Opinion

Longer Game Development Times Aren’t Inevitable, and They Might Be Destroying Gaming

Bigger isn’t always better.

by Robin Bea
key art from The Legend of Zelda Breath of the Wild
Nintendo

It’s no secret that video game development is getting harder and taking longer with each generation, and there’s no sign of that trend abating. That fact is so obvious that Nintendo president Shuntaro Furukawa even called increasing development times “inevitable” in a recent interview. But what some call an inevitability is just as much a choice, and one that’s a danger to the entire industry.

Furukawa’s comments come from an interview in Famitsu, translated by GamesRadar. He points to studio acquisitions as one solution for the “inevitable” lengthening development timelines, as large publishers could incorporate smaller, already established development teams to work on their games.

Nintendo president Shuntaro Furukawa is right about the current state of game development, but not its future.

KAZUHIRO NOGI/AFP/Getty Images

The timing of that statement couldn’t be worse. Earlier this week, Microsoft closed Tango Gameworks and Arkane Austin, two acclaimed studios behind award-winning games, which it acquired when it purchased parent company ZeniMax Media in 2021, which also owns Fallout developer Bethesda. In the same round of cuts, the somewhat lesser-known Alpha Dog Games was closed and Roundhouse Games was merged into ZeniMax.

Even before that announcement, mergers and acquisitions have become harbingers of layoffs and signs that publishers have grown too big for their own good — and even worse for their employees. As Furukawa suggests, part of the reason behind this consolidation is the sheer time and cost of game development. More studios under one roof mean their parent company has more money to shuffle around, more games to bank on if one fails, and more projects they can undertake at once. That’s more important than ever as both production timelines and budgets balloon, meaning a lone studio could easily go under in the time it takes to make one game.

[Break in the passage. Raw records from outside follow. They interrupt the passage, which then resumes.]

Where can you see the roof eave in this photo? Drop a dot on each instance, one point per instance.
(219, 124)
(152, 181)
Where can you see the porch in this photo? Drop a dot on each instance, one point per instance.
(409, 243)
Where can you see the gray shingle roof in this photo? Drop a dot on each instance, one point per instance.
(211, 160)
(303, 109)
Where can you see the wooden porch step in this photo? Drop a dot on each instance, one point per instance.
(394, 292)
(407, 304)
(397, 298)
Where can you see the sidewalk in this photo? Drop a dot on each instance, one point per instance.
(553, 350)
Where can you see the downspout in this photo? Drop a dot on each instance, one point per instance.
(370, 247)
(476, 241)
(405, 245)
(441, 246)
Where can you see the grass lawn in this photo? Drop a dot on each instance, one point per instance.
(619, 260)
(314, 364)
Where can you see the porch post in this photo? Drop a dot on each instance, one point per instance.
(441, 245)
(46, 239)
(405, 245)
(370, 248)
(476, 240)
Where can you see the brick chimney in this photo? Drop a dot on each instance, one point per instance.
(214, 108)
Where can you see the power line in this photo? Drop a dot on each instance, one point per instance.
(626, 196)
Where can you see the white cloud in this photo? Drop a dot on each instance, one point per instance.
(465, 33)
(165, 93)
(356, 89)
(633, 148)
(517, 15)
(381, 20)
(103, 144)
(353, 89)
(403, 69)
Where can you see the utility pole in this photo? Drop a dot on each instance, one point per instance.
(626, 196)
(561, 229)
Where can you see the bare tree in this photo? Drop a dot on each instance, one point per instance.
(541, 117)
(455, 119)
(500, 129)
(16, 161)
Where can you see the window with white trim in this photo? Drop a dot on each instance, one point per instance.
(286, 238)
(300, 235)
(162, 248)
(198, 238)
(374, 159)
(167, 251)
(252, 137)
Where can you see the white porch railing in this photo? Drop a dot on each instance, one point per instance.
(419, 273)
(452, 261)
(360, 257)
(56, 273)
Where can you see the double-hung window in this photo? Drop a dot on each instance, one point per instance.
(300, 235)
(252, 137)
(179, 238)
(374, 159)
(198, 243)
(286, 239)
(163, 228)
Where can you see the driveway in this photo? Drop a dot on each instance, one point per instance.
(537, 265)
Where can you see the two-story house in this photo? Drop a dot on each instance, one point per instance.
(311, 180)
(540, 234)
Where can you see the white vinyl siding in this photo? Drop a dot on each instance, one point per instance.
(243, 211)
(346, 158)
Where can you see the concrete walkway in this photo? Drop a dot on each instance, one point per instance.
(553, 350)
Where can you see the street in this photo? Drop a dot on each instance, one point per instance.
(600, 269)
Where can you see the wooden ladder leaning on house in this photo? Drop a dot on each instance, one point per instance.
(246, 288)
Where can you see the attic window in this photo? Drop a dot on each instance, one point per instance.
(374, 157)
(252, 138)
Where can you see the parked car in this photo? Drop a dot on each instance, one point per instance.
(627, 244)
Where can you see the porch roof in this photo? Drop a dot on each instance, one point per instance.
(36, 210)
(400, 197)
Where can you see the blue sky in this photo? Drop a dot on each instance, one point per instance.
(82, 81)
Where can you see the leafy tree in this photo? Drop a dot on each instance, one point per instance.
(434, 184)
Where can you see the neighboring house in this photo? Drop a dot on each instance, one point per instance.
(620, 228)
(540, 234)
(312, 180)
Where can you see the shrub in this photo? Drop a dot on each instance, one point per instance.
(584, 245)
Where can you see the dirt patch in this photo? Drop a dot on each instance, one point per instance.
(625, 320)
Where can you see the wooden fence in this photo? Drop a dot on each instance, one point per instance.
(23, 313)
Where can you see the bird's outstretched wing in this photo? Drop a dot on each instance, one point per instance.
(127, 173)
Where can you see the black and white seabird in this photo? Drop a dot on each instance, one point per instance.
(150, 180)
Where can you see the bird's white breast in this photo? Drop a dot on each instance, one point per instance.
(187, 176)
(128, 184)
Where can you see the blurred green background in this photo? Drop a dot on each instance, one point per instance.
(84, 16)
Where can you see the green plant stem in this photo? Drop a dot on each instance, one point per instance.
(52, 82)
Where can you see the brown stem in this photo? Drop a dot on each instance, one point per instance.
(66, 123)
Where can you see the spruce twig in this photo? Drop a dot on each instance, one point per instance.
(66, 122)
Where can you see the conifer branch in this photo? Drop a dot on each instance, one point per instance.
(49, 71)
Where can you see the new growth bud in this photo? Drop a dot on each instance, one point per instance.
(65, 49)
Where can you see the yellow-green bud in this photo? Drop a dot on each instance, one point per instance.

What Furukawa and many other gaming executives don’t seem to be considering is whether this has to be the case at all. Just because games are getting bigger doesn’t mean they have to, and the failure to question that orthodoxy has had devastating consequences. Much like the film industry, where major studios are chasing ever growing revenues no matter the cost, gaming’s biggest publishers outright refuse to make smaller games at sustainable budgets for more modest profits.

Even stunning successes like Hi-Fi Rush are swept aside in the pursuit of growth.

Microsoft

A big part of the problem is, predictably, capitalism. Publishers need to turn a profit at the end of the day, and at least for publicly traded companies, the demand isn’t for sustainability but the impossible goal of infinite growth. Just as shareholders demand bigger profits, publishers demand bigger games, assuming that one leads to the other.

Sometimes it works out, as massively expensive games like Breath of the Wild also become massively popular ones, but the infinite growth mindset refuses to acknowledge that there can be any other way even in the face of proof. Just a day after Microsoft axed the developer of Hi-Fi Rush — a smaller game that gave the company prestige and awards — Xbox Game Studios head Matt Booty told employees in a town hall, “We need smaller games that give us prestige and awards.”

Players and game marketing also unconsciously conspire to push the narrative that bigger games are not just inevitable but innately desirable. Open world games pitch themselves by noting how many square miles their maps are, and publishers like EA brag about how many animations they’ve stuffed into their latest sports sims. These become the de facto metrics that players judge games by, and any major release that dares to have fewer voice lines, shorter campaigns, or less of any other arbitrary element than the last big thing is deemed a downgrade.

Huge budgets and long development times can produce some beautiful results, but put their publishers at risk.

Square Enix

We in the media industry bear a lot of the blame as well. Though we shouldn’t be, critics are often as awed by spectacle as anyone else, holding technological achievements like near-photorealistic graphics and obsessively detailed animations as marks of quality without considering the human cost of implementing them. When a new game in a series leaves out features from its predecessors or takes place in a smaller environment, we call it a step back, and that’s implicitly understood to be a bad thing. Smaller games get less coverage, in the form of lower word counts for stories about indie games and fewer pieces overall for titles outside the current zeitgeist.

Each of these reasons is a choice, not an inevitability, and usually a choice made by distant executives rather than the people doing work on the ground. That makes what should be a simple decision — stop doing the thing that’s hurting people and destroying the industry — frustratingly out of reach until the impossible happens and executives start thinking about anything other than short-term gain. As blockbuster game development increasingly looks like a bubble about to burst, maybe the best thing we can do is pay more attention to the absolute deluge of great indie games coming out lately to see that smaller is very often better.